6235 – Comunication failure using salloc

Ticket 6235 - Comunication failure using salloc

Summary: Comunication failure using salloc

Status:	RESOLVED INFOGIVEN

Alias:	None

Product:	Slurm
Classification:	Unclassified
Component:	User Commands (show other tickets)
Version:	18.08.3
Hardware:	Linux Linux

Severity:	3 - Medium Impact
Assignee:	Nate Rini
QA Contact:

URL:

Depends on:
Blocks:

Reported:	2018-12-13 14:16 MST by Scott Sisco
Modified:	2019-01-23 15:16 MST (History)
CC List:	1 user (show)

See Also:
Site:	FHCRC - Fred Hutchinson Cancer Research Center
Slinky Site:	---
Alineos Sites:	---
Atos/Eviden Sites:	---
Confidential Site:	---
Coreweave sites:	---
Cray Sites:	---
DS9 clusters:	---
Google sites:	---
HPCnow Sites:	---
HPE Sites:	---
IBM Sites:	---
NOAA SIte:	---
NoveTech Sites:	---
Nvidia HWinf-CS Sites:	---
OCF Sites:	---
Recursion Pharma Sites:	---
SFW Sites:	---
SNIC sites:	---
Tzag Elita Sites:	---
Linux Distro:	---
Machine Name:
CLE Version:
Version Fixed:
Target Release:	---
DevPrio:	---
Emory-Cloud Sites:	---

Attachments
slurm.conf (53.76 KB, text/plain) 2018-12-13 14:16 MST, Scott Sisco	Details
Add an attachment (proposed patch, testcase, etc.)

Note You need to log in before you can comment on or make changes to this ticket.

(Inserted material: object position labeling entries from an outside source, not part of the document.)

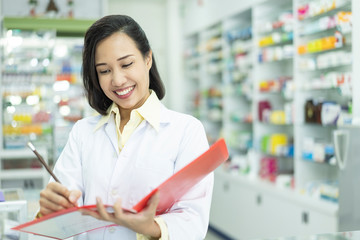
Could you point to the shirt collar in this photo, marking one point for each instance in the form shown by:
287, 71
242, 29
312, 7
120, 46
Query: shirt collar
150, 111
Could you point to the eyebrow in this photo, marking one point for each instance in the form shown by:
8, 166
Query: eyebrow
121, 58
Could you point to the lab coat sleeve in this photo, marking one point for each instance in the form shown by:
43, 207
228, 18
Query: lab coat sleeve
68, 166
189, 217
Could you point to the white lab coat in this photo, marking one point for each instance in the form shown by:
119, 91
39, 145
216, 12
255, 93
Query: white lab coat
92, 163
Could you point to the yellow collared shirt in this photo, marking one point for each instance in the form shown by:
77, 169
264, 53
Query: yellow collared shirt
149, 111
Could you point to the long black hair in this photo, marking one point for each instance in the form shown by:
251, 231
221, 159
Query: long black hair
100, 30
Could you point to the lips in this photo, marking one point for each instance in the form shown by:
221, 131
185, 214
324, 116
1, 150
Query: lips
125, 92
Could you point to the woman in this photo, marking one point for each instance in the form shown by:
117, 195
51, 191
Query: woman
135, 143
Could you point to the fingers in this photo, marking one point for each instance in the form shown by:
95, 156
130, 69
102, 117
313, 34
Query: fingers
102, 210
73, 197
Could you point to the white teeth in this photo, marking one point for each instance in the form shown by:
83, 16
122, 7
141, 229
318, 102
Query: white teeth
126, 91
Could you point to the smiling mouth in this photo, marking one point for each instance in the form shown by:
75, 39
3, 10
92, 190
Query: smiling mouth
125, 91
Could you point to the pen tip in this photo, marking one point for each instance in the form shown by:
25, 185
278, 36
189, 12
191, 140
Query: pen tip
31, 146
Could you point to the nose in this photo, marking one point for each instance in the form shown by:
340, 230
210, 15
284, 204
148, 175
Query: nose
118, 78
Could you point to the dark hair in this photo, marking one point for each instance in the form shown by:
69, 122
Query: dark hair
100, 30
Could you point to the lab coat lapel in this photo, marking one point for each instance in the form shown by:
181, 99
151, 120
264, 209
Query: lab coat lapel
110, 130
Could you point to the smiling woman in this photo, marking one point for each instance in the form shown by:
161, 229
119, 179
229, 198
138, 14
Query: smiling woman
135, 143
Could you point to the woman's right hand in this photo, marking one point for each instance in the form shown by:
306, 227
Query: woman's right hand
56, 197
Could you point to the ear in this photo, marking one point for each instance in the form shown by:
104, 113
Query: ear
148, 60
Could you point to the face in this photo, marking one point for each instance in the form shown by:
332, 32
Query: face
123, 72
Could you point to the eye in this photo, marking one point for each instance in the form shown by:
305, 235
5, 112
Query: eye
127, 65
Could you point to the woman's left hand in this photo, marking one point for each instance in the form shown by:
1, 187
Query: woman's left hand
142, 222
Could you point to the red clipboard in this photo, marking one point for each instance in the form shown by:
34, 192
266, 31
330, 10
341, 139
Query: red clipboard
70, 222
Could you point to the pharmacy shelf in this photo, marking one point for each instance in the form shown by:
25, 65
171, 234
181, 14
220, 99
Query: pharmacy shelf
307, 75
69, 27
24, 174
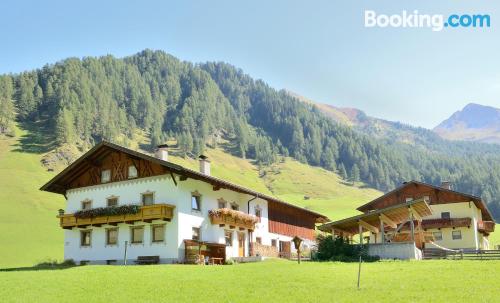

Description Scott Sisco 2018-12-13 14:16:47 MST

Created attachment 8633 [details]
slurm.conf

Hi,

We are having random users experiencing the following error messages. The problems is intermittent. I will attach the slurm.conf


This is what the client sees.

salloc: Pending job allocation 31077281
salloc: job 31077281 queued and waiting for resources
salloc: error: Security violation, slurm message from uid 6281
salloc: Granted job allocation 31077281
salloc: Waiting for resource configuration
salloc: error: Security violation, slurm message from uid 6281
salloc: error: Job allocation 31077281 has been revoked
salloc: Relinquishing job allocation 31077281




Here is what the controller sees.

[2018-12-13T12:10:43.491] sched: _slurm_rpc_allocate_resources JobId=31077281 NodeLi
st=(null) usec=4377
[2018-12-13T12:10:43.558] sched: Allocate JobId=31077281 NodeList=nodef299 #CPUs=1 
Partition=campus
[2018-12-13T12:10:43.674] error: slurm_receive_msgs: Zero Bytes were transmitted or 
received
[2018-12-13T12:10:43.684] Killing interactive JobId=31077281: Communication connection failure
[2018-12-13T12:10:43.684] _job_complete: JobId=31077281 WEXITSTATUS 1
[2018-12-13T12:10:43.844] _job_complete: JobId=31077281 done
[2018-12-13T12:10:46.684] _slurm_rpc_complete_job_allocation: JobId=31077281 error Job/step already completing or completed




Here is error message in the slurm daemon logs.

[2018-12-13T12:10:43.788] _run_prolog: prolog with lock for job 31077281 ran for 0 seconds
[2018-12-13T12:10:55.155] _run_prolog: run job script took usec=115182



We have verified that the user id is the same on both the controller and the daemon. Please let me know what else I can provide. 

Thanks,
Scott

Comment 1 Nate Rini 2018-12-13 18:57:35 MST

Scott,

> I will attach the slurm.conf
Is your Slurm compiled with "--enable-multiple-slurmd"? If not, there is no 
need for the %n in your slurm.conf for the pidfile.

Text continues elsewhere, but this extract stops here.